Oh, and I guess the gas we use to get to the hospital is an expense, too. And this is Israel, where gas is, like $452/gallon. (I may be slightly underestimating.)

And, as I recently lamented on Facebook, soon I will have to give up my beloved hair extensions -- because yes, I am THAT VAIN, and I started wearing hair extensions about a year and a half ago so that I could have long, thick hair, and I have loved every second of it. The thing is, those extensions are SUPER EXPENSIVE, and I apparently blogging about your kid with leukemia is NOT a highly lucrative profession, so I guess you can add my extensions to the cost of cancer.

Fortunately, the treatment itself is mostly covered. We pay exactly NOTHING for our extended hospital stays, our outpatient treatment, and so on. We pay very little for the drugs Adi takes at home. Also, we have not had to purchase meat in forever because our neighbors keep cooking for us. So maybe it all evens out? Except for the part where I no longer earn any money.

Already, several people have tried to give our family money in various ways, which is lovely, but no. I was in the grocery store one day when a woman came up to me and said in a stage whisper, "Are you... okay for money?" And I looked around to be sure she was talking to me, and I said, "Um, yes?"

She gestured to my cart. "Can you pay for that?" I said that I could.

"Because, if we wanted to take up a collection for you, would you accept that?"

"Um, no?"

"Because we can, you know."

And really, it's a lovely gesture, but I really do feel like the things we cannot afford right now (HAIR EXTENSIONS) are not things that I feel comfortable letting other people pay for.

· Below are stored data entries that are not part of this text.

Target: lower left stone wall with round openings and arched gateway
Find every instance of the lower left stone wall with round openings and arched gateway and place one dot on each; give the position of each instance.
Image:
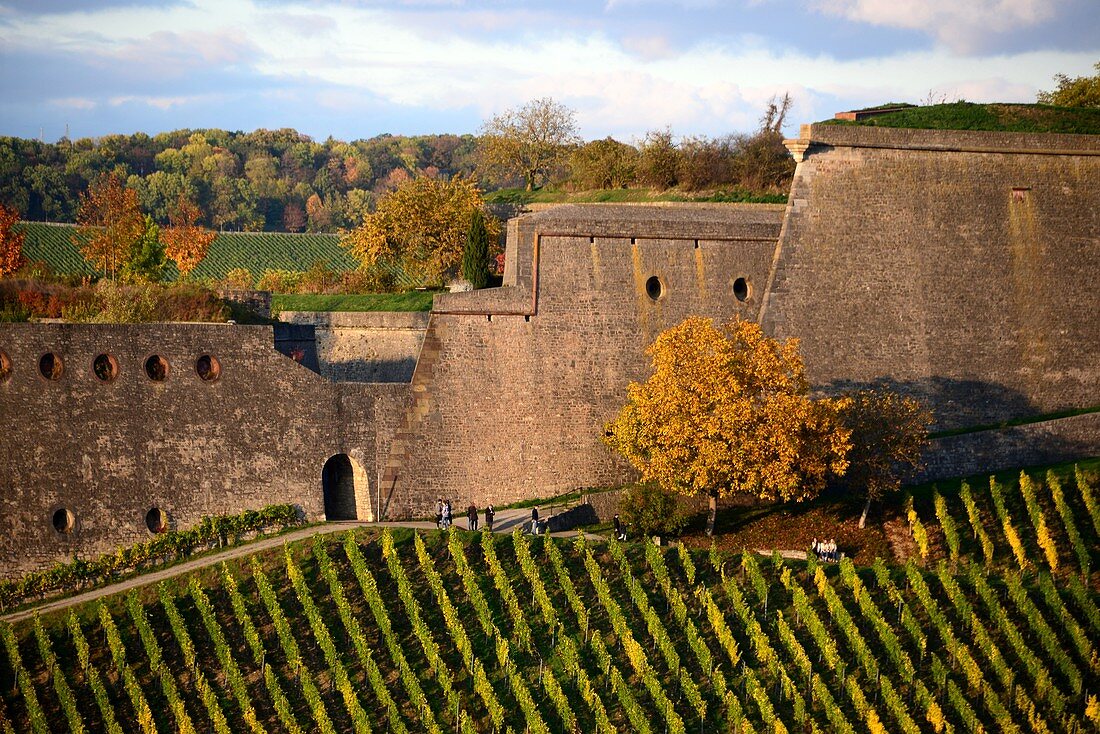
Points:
(89, 456)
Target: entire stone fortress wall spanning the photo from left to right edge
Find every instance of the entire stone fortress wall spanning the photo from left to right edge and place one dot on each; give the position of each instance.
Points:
(952, 266)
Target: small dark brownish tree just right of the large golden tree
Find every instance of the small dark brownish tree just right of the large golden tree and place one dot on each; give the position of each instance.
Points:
(889, 433)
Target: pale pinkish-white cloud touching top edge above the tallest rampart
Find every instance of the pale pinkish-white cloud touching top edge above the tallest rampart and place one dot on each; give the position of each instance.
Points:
(961, 25)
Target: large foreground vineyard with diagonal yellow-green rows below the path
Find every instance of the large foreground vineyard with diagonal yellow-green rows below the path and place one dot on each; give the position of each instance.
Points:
(404, 632)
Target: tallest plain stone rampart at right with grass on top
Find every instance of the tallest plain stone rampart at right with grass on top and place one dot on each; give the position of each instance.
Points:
(955, 266)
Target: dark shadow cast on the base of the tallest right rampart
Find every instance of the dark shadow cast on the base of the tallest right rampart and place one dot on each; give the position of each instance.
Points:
(954, 403)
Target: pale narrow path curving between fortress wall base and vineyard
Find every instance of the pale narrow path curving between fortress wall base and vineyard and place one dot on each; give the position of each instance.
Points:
(507, 521)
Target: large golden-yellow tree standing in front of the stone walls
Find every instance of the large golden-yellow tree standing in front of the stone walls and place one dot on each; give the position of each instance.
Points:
(728, 412)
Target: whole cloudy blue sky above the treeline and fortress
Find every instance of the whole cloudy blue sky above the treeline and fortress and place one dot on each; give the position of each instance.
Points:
(357, 69)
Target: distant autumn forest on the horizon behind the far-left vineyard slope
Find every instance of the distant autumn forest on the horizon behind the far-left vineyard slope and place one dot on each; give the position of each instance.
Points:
(266, 180)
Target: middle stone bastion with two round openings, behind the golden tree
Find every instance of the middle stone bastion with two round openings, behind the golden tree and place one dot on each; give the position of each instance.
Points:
(512, 391)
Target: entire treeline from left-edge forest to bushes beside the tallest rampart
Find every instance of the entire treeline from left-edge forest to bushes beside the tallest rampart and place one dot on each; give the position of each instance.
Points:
(283, 181)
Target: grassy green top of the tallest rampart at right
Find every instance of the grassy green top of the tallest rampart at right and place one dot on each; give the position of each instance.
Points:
(1004, 118)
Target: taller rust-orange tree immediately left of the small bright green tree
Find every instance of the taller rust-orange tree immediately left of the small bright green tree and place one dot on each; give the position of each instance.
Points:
(109, 224)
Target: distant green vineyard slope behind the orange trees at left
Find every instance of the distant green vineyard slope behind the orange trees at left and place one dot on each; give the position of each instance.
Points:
(256, 251)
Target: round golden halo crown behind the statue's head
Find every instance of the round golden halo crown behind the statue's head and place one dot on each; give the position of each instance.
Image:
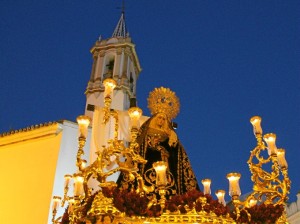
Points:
(163, 100)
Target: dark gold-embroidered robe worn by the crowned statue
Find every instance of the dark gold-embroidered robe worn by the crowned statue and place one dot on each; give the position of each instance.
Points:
(154, 146)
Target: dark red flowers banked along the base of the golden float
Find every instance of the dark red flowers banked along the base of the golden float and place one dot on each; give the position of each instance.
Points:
(135, 204)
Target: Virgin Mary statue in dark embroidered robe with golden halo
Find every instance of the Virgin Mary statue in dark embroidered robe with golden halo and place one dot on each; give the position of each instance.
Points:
(158, 142)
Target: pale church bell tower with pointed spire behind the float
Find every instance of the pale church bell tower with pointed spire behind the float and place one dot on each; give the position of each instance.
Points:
(115, 58)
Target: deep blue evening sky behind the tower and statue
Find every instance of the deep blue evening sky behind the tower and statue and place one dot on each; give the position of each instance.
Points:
(226, 60)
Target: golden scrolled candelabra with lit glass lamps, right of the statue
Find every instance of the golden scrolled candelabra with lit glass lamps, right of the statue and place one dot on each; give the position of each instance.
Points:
(269, 174)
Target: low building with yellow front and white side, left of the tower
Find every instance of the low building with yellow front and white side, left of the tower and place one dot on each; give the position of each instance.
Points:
(37, 160)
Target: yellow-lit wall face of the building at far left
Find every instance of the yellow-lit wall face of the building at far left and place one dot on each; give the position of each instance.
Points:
(27, 168)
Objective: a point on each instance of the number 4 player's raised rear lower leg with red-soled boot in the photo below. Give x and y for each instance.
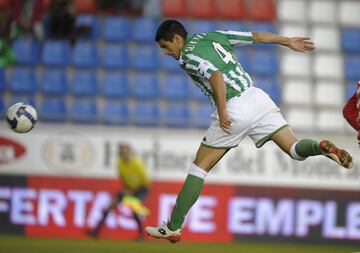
(302, 149)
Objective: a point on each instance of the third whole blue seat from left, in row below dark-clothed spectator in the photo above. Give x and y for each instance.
(85, 55)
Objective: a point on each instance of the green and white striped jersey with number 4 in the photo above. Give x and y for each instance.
(205, 53)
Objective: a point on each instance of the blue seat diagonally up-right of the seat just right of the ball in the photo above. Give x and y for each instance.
(84, 83)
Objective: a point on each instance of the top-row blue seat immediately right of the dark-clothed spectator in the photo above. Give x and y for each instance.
(116, 28)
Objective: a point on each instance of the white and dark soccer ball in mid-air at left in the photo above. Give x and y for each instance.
(21, 117)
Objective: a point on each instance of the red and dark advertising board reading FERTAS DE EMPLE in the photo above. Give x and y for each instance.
(67, 207)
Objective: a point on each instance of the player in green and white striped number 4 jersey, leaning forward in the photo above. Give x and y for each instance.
(241, 109)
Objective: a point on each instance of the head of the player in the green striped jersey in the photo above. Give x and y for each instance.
(171, 36)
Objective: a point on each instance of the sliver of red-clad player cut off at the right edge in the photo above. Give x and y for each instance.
(351, 111)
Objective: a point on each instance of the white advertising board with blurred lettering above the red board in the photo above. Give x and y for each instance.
(81, 151)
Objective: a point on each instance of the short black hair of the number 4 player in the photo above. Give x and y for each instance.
(168, 28)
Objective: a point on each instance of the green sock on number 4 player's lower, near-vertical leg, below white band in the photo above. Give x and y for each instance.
(187, 197)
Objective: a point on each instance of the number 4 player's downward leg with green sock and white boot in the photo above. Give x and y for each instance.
(205, 159)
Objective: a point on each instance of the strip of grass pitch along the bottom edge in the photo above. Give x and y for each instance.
(12, 244)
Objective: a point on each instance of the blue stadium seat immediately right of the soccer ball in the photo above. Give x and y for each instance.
(53, 109)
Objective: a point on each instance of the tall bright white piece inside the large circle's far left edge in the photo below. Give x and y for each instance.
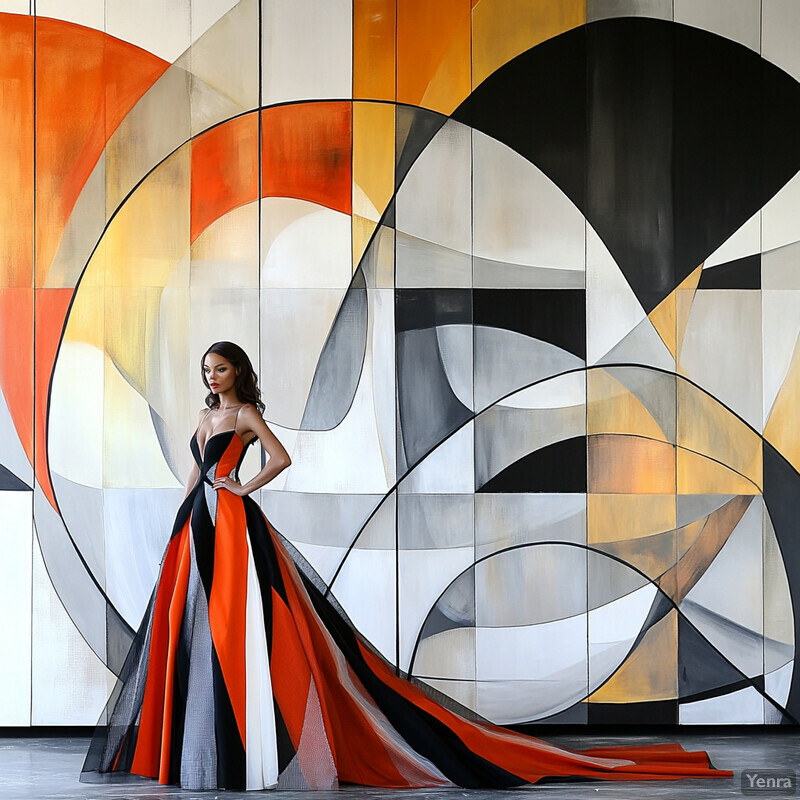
(76, 418)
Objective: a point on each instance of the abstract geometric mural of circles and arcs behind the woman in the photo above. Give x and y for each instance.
(522, 281)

So, in a sense, I guess the other cost of cancer is my pride. Because I am really not used to people asking if I can afford to pay for my groceries while I am buying them.


Chana Friedman said...

Abbi- Your writing is raw and honest and I hope you never stop!

Mara said...

I did *not* pass out!

I just love you, Abbi.

Avi said...

Thanks for sharing.
My special_needs_child also has its financial impact, so I can imagine what you r going through..

(Mind you, hair extensions can be bought in Aliexpress. I never tried it myself, but basically almost everything can be bought there much cheaper than in Israel. Just be careful and thoroughly review feedbacks).